De huidige wetgeving voor archeologische monumentenzorg kan beter worden toegepast door gemeenten. Om dit te bereiken moet via een wetswijziging worden verankerd dat ontwikkelaars medezeggenschap krijgen bij het archeologisch onderzoek.
“Door de ontwikkelaar er in een vroeg
stadium bij te betrekken ontstaat de mogelijkheid de archeologische
waarde in de ruimtelijke ontwikkeling te verwerken. Op deze manier
verdwijnt het resultaat niet slechts in een depot, maar wordt het
zichtbaar voor bewoners en maatschappij.” Dit stellen Nicolette
Zandvliet, jurist bij de NEPROM Vereniging van Nederlandse
Projectontwikkeling Maatschappijen en Coen van Rooyen, jurist bij de NVB
vereniging voor ontwikkelaars en bouwondernemers.
Volgens onderzoek van Missing Link, dat is uitgevoerd in opdracht
van NVB en NEPROM, zit het probleem in het systeem van de wet.
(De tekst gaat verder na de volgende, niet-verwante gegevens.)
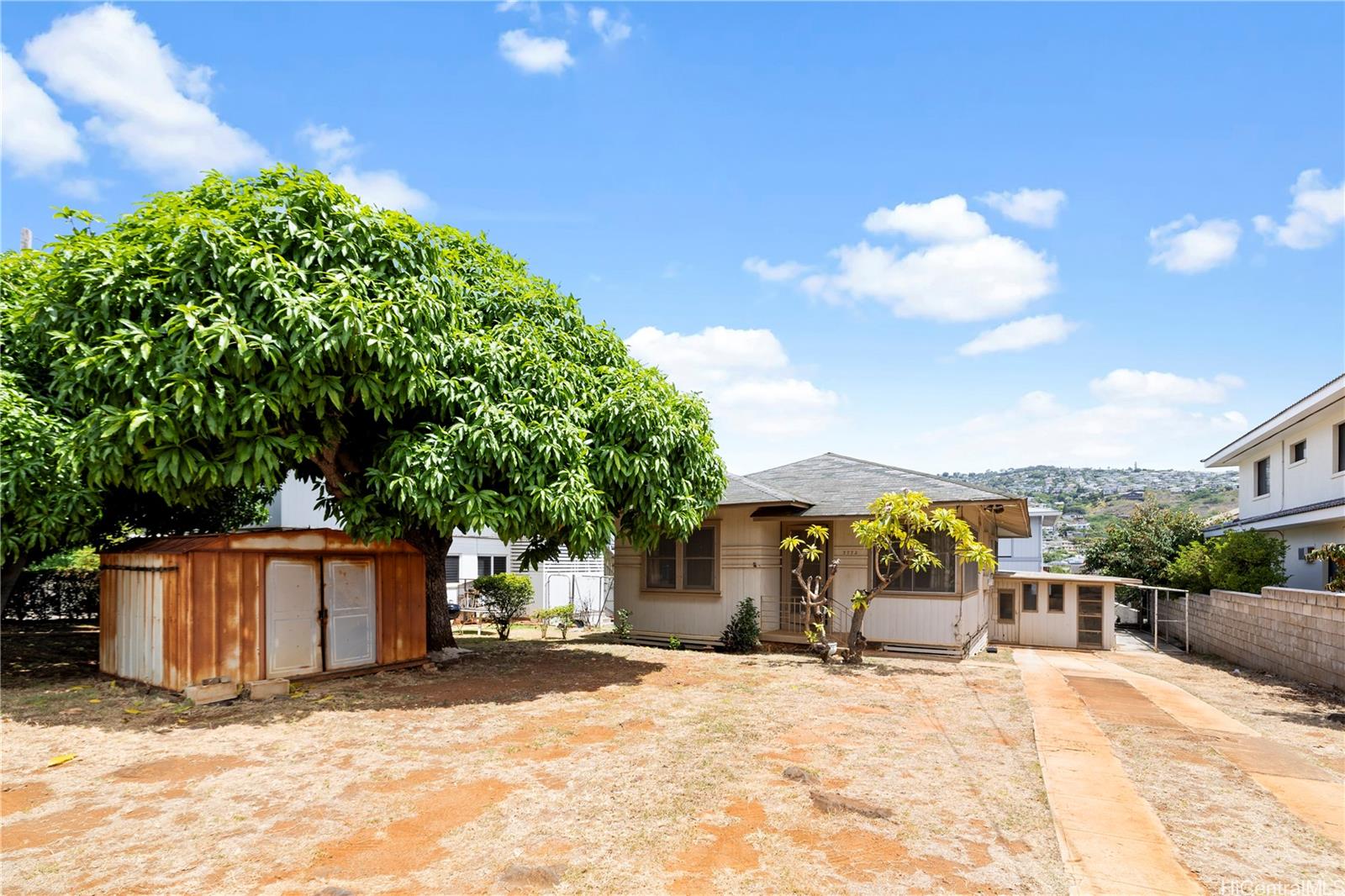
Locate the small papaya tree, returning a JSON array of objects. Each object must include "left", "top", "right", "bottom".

De
gemeente bepaalt wat moet worden onderzocht en laat de ‘verstoorder'
hiervoor betalen. Het ontbreekt bij gemeentes echter vaak aan kennis
over wat in de bodem zit en wat er belangrijk genoeg is om te laten
onderzoeken. Om dit probleem op te lossen huurt de gemeente een
archeoloog in om te adviseren. Deze kiest uit wetenschappelijke
overwegingen een zo breed mogelijke scope, wat de kosten voor de
ontwikkelaar flink opdrijft. De nadruk ligt met deze werkwijze meer op
kwantiteit dan op kwaliteit van archeologisch onderzoek.
De twee belangenverenigingen vinden dat door van het begin af aan de stedenbouwkundige, de
projectontwikkelaar en mogelijk de eindgebruiker met de archeoloog in
een multidisciplinair overleg te laten beslissen wat moet worden
onderzocht kunnen de vondsten het beste worden ontsloten en beschermd.
“Professionele projectontwikkelaars zien het als hun vanzelfsprekende
maatschappelijke verantwoordelijkheid om te betalen voor archeologisch
onderzoek”, aldus de NVB. “Doordat de ontwikkelaar echter pas in een laat stadium wordt
betrokken bij het onderzoek, krijgen projectontwikkelaars te weinig de
mogelijkheid om de archeologische vondsten te verwerken in de projecten.”
De verereniging heeft een rekensom gemaakt: het kan oplopen tot € 5.000,- per nieuwbouwhuis. Door de focus
te leggen op de kwaliteit van het onderzoek kan dit bedrag flink omlaag.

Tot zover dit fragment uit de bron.